Merkel gab daraufhin an, sich für Verbesserungen des Berufs und seiner Bezahlung einsetzen zu wollen. «Ich kann Ihnen nicht versprechen, dass zum Schluss alles zur besten Zufriedenheit ist, aber es wird mehr Standard reinkommen. Ich hoffe, dass es in zwei Jahren besser ist», sagte sie.

Die Antwort stellte Jorde nicht zufrieden. Er hakte nach: «Wie wollen Sie es denn schaffen, dass in zwei Jahren schon mehr Pflegekräfte da sind? Die fallen doch nicht vom Himmel», kritisierte der junge Mann. Er forderte von der Politik, durch öffentliche Kampagnen für Pflegeberufe zu werben.

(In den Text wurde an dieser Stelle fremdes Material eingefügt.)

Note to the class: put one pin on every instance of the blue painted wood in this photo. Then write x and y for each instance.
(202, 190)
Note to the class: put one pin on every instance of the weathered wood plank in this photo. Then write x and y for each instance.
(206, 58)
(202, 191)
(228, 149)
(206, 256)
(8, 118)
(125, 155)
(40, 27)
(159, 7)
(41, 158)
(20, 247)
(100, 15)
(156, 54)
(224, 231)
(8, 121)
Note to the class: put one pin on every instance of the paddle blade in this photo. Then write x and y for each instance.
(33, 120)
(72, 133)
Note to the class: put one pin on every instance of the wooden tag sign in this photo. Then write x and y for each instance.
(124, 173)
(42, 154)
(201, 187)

Pfleger erntet Lob im Internet

Für seine Hartnäckigkeit gegenüber der Bundeskanzlerin wird Jorde nun gelobt. «Deshalb wollte Merkel keine Bürger beim TV-Duell», kommentierte ein Twitterer. «Kann gar nicht funktionieren: Jorde entlarvt Beschwichtigung der Kanzlerin Merkel zur Pflege», schrieb die Gruppe PflegeZukunft.




(kle)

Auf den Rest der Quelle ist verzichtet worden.